A beautiful and melancholic film. I've seen it only now, in a special exhibition on cinema, for the first time. Worth the while. Funny, I also used to prefer the earliest Fellini, but this film makes me, at least in this case, rethink my position. It is clear, anyway, that after 8 1/2 he could only go this way - towards a progressive abandonment of any kind of mimetic "realism".
For those that find this film "strange", I suggest to start with the early Fellini (Lo Sceicco Bianco, La Strada. Cabiria) and go more or less in order, it will probably make more sense. Or not.
Fellini's Casanova fmovies. One of Fellini's more coherent and conventional films. Though I could hardly bear Satyricon, I consider "Casanova" one of the best films of all time.
The surreal nightmare world of Casanova's lost wanderings of the obscure cities of 15th century Europe comes alive and his willing enslavement to his own lust given free reign, in sex scenes which are only disturbing, could leave you wondering if you would be any different given the same freedoms. A frightening but hauntingly beautiful and poetic film. Fellini's lush cinematography was never better.
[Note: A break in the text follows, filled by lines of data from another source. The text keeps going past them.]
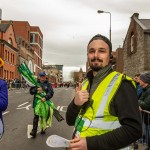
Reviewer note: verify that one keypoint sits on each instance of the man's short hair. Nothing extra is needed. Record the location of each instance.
(103, 38)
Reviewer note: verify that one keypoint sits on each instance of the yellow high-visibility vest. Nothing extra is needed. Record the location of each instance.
(97, 119)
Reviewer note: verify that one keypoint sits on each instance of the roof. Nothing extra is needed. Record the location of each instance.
(145, 22)
(4, 27)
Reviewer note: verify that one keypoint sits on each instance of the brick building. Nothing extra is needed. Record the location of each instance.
(8, 52)
(30, 44)
(136, 47)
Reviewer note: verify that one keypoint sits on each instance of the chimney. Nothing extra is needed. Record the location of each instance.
(0, 15)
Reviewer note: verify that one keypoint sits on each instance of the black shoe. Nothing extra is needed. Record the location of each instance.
(33, 134)
(42, 131)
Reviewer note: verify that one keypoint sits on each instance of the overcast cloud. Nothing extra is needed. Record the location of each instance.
(68, 25)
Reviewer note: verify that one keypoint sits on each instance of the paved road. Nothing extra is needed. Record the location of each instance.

The best role of Donald Sutherland's career- his performance is simply amazing.
Giacomo Casanova is a writer, a wit and an aesthete. Venturing out from his native Venice and passing through the hedonistic capitals of Europe, he seeks to be recognised for his manifold and self proclaimed talents in the higher arts. But in his reckless wanderings, Casanova comes to realise that all anyone is interested in are his sexual escapades. Fellini called this film his masterpiece...
Fellini called Casanova his masterpiece. It is. However, that does not make it easy viewing, nor does it make a whole lot of narrative sense. Casanova is very much a film that requires its audience to feel rather than to think, and what is more, promises to leave them unmoved. It is a brave filmmaker who desires to pull off such a feat and a rare filmmaker that succeeds. A compelling film. PE
I have but one question: Why in the name of all that we call the cosmos is this film not available on DVD (or even VHS)? It is far superior and reflects much more the times and life of Casanova than the Chamberlain film that trudged its way from start to finish. Casanova was an eighteenth-century intellectual, an intellectual with very definite proclivities for womanizing. Fellini knew his subject and the many places where his subject found himself in a lifetime of incredible sights, sounds and adventures. Get this film out of the closet, dust it off and let us have the very positive experience of enjoying it in the sanctity of our own homes. It has been too long on ice. Someone "out there", get off your duff and let us have one of Fellini's best works.